I have seen so many amazing and successful bakeries and I've noticed quite a few of them are not refrigerated. I am opening a small bakery where I live. I am not sure if refrigerating them would be best or not. I assumed anything with cream cheese or egg would need to be refrigerated especially if they are not all sold the first day. If anyone has any input I would be grateful. I need to know whether or not to buy a dry display case or refrigerated case.
AOnly you can decide what kind of case you need. We have a dry case. We don't use Cc frosting. Eggs are cooked in the cake batter. Cupcakes last two days. We refrigerate them overnight.
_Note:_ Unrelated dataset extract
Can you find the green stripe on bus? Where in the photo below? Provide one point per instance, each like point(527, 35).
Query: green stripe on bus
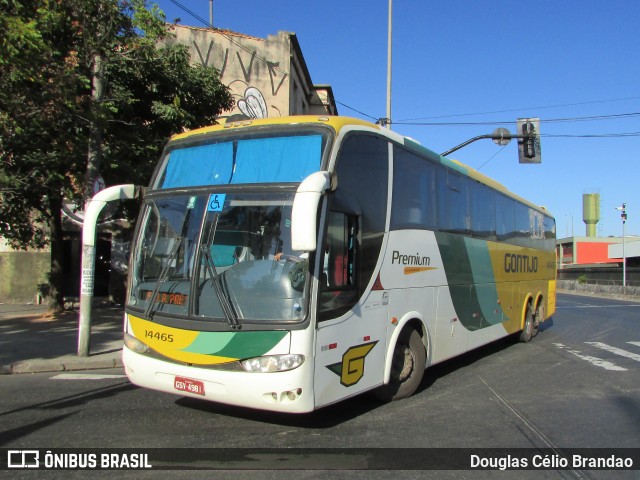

cupcake purchasers are often looking for a quick fix. They want the cake now - not in an hour because it has to come to room temp before consumption.
I am also looking to open a bakery in the next year and I personally intend to purchase a refrigerated display unit. You can set it so that it's not very cold but just cold enough to keep things fresh. Just my 2 cents. Good luck with the bakery! I'd love to hear how it goes for you!
AThe frostings I use have egg whites and cream cheese. I do like the idea of putting the refrigerator temp so its not so cold. I just don't want to purchase such an expensive item if I may not need it. I was thinking about leaving them out and then refrigerate them over night but I wasn't sure about the frosting going bad or not.
If your item is deemed to need refrigeration by your local health department, your cooler needs to be set at 40 degrees maximum (or lower). You can't set it at an arbitrary temperature "to keep things fresher" - either it needs refrigeration or it doesn't.
Check with your local Health Dept or whoever does your kitchen inspections. For me it is my local Council Health Dept. I'm not sure what it's like where you are but where I am you don't get a choice, frostings with egg white and cream cheese must be kept below 5c and when they do the inspections they bring their own thermometer and put it in all the cabinets to check the temp.